You are viewing a plain text version of this content. The canonical link for it is here.
Posted to commits@spark.apache.org by do...@apache.org on 2023/10/07 22:28:42 UTC

[spark] branch master updated: [SPARK-45436][PYTHON][CONNECT] DataFrame methods check same session

This is an automated email from the ASF dual-hosted git repository.

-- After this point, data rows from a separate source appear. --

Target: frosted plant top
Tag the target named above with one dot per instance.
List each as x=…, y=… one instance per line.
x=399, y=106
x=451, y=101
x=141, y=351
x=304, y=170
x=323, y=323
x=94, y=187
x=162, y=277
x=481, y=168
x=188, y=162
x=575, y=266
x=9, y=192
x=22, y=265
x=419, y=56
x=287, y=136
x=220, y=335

dongjoon pushed a commit to branch master
in repository https://gitbox.apache.org/repos/asf/spark.git


The following commit(s) were added to refs/heads/master by this push:
     new e43ef424feae [SPARK-45436][PYTHON][CONNECT] DataFrame methods check same session
e43ef424feae is described below

commit e43ef424feaec1cfc4b8604a27a417ea646159c5
Author: Ruifeng Zheng <ru...@apache.org>
AuthorDate: Sat Oct 7 15:28:32 2023 -0700

    [SPARK-45436][PYTHON][CONNECT] DataFrame methods check same session
    
    ### What changes were proposed in this pull request?
    1, rename the helper function to hide from auto-completion
    2, check same session for methods which deal with multiple dataframes
    
    ### Why are the changes needed?
    we need to make sure same session is used when process multiple dataframes
    
    ### Does this PR introduce _any_ user-facing change?
    no
    
    ### How was this patch tested?
    ci
    
    ### Was this patch authored or co-authored using generative AI tooling?
    no
    
    Closes #43248 from zhengruifeng/py_hide_checksamesession.
    
    Authored-by: Ruifeng Zheng <ru...@apache.org>
    Signed-off-by: Dongjoon Hyun <dh...@apple.com>
---
 python/pyspark/sql/connect/dataframe.py | 16 +++++++++++-----
 python/pyspark/sql/connect/group.py     |  1 +
 2 files changed, 12 insertions(+), 5 deletions(-)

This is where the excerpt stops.